Şimdi de Bush'un yanında dolaşan Beyaz Saray muhabirlerini anlatacağım. Öncelikle söyleyeyim, cefakar muhabiriniz ABD Başkanı'nın peşinden gittiği dönemde inanılmaz bir lüks içinde yaşadı. First class servis, sürekli açık büfe ve (İrlanda dışında) şahane oteller. United Havayolları'ndan 38 bin mil bile kazandım Beyaz Saray uçağıyla uçtuğum için.
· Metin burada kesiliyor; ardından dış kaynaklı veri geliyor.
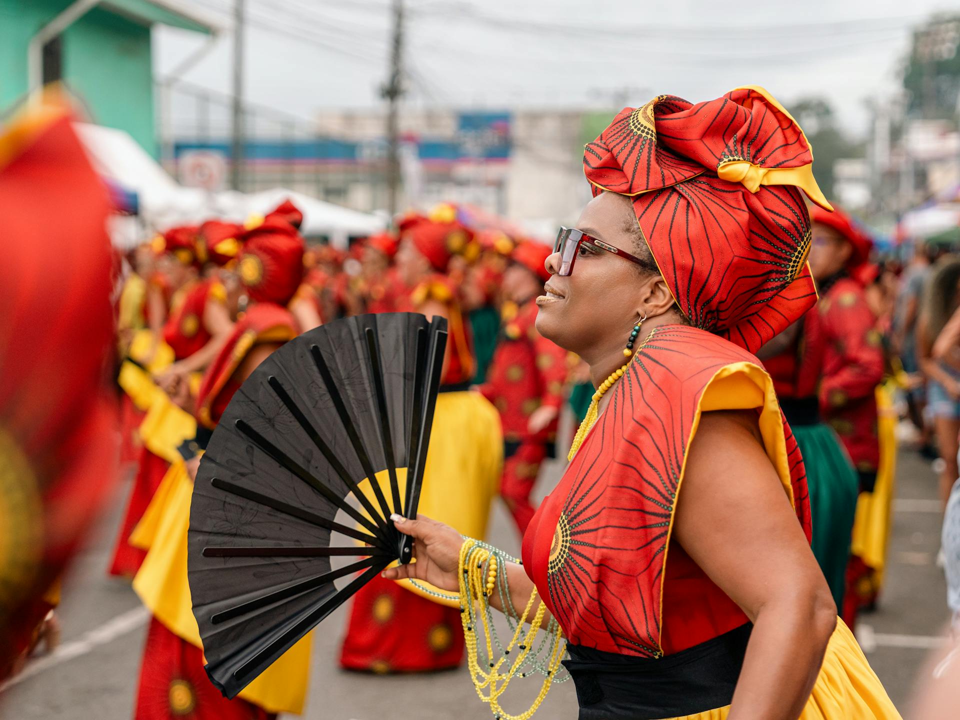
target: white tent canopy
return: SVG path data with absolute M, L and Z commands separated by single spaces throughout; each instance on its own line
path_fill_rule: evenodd
M 76 127 L 97 172 L 137 194 L 140 218 L 146 228 L 117 224 L 114 243 L 119 247 L 132 247 L 148 233 L 175 225 L 201 223 L 210 218 L 242 222 L 253 213 L 269 212 L 287 198 L 303 213 L 300 229 L 305 235 L 325 235 L 340 248 L 347 247 L 351 235 L 369 235 L 383 229 L 385 225 L 376 215 L 283 188 L 246 194 L 183 187 L 127 132 L 86 123 L 77 123 Z

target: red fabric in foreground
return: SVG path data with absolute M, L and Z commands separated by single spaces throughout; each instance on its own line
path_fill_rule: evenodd
M 375 577 L 353 596 L 340 664 L 374 673 L 457 667 L 464 629 L 456 608 L 438 605 Z
M 152 618 L 143 649 L 133 720 L 272 720 L 275 713 L 220 694 L 204 653 Z

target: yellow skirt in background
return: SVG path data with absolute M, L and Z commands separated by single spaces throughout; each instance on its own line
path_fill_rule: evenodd
M 473 391 L 438 395 L 418 514 L 444 522 L 469 538 L 483 540 L 502 468 L 503 433 L 496 408 Z M 397 468 L 396 476 L 402 493 L 406 488 L 406 468 Z M 389 473 L 382 470 L 376 477 L 384 496 L 389 498 Z M 360 488 L 375 507 L 375 496 L 366 479 Z M 451 608 L 460 605 L 459 596 L 453 593 L 446 593 L 451 599 L 444 601 L 409 580 L 397 582 L 428 600 Z M 420 585 L 436 590 L 427 583 Z
M 730 706 L 669 720 L 726 720 Z M 900 720 L 853 634 L 837 618 L 824 664 L 799 720 Z
M 154 616 L 184 642 L 203 648 L 187 582 L 187 530 L 193 483 L 181 460 L 170 466 L 131 543 L 147 551 L 133 589 Z M 312 633 L 290 648 L 238 697 L 268 712 L 303 711 Z
M 873 492 L 861 492 L 856 502 L 851 554 L 860 558 L 873 572 L 863 594 L 876 596 L 883 586 L 887 546 L 890 544 L 890 517 L 897 472 L 897 413 L 894 409 L 892 380 L 876 388 L 876 434 L 880 442 L 880 462 Z

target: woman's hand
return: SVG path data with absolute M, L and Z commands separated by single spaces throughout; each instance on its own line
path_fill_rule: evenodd
M 460 589 L 457 568 L 460 564 L 460 548 L 464 544 L 460 533 L 449 525 L 421 515 L 417 516 L 416 520 L 410 520 L 395 513 L 390 516 L 390 519 L 397 530 L 415 540 L 414 562 L 389 567 L 383 571 L 383 577 L 387 580 L 422 580 L 451 592 Z

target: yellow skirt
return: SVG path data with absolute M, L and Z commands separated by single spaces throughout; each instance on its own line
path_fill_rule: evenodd
M 482 395 L 471 391 L 437 396 L 419 514 L 482 540 L 487 535 L 490 508 L 499 490 L 502 468 L 503 433 L 496 408 Z M 396 476 L 402 492 L 406 488 L 406 468 L 397 468 Z M 390 497 L 387 471 L 376 473 L 376 478 L 384 495 Z M 375 496 L 366 479 L 360 487 L 375 506 Z M 450 599 L 442 600 L 432 594 L 436 588 L 426 583 L 420 584 L 429 588 L 425 592 L 409 580 L 397 582 L 428 600 L 451 608 L 460 605 L 459 596 L 445 593 Z
M 726 720 L 729 712 L 727 706 L 670 720 Z M 900 720 L 900 717 L 853 634 L 838 617 L 820 675 L 799 720 Z
M 888 380 L 876 388 L 876 433 L 880 442 L 880 462 L 873 492 L 861 492 L 856 502 L 856 519 L 851 553 L 874 570 L 870 588 L 879 592 L 883 584 L 887 546 L 890 543 L 890 515 L 897 472 L 897 412 L 894 384 Z M 865 593 L 868 594 L 868 593 Z
M 193 483 L 183 462 L 178 461 L 170 466 L 131 535 L 131 544 L 147 551 L 133 578 L 133 589 L 167 630 L 203 648 L 186 574 L 192 494 Z M 268 712 L 302 712 L 309 679 L 311 637 L 312 634 L 306 636 L 280 656 L 241 690 L 239 697 Z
Yediğim önümde yemediğim arkamda kaldı. (Şimdi anlıyorum insanlar niye başkan olmak ister!)
Dakikası dakikasına ayarlanmış ve hiç aksamadan işleyen programın gerçekleşmesi için aylarca önceden yüzlerce genç diplomat ter dökmüş. Ama güvenlik tedbirleri, lüks oteller, resmi heyetler ve liderlerle buluşma falan derken asıl olan şu: Beyaz Saray, Başkan'ın gittiği her yerde, dış dünyadan tamamıyla soyutlanmış balondan bir gezegen yaratıyor.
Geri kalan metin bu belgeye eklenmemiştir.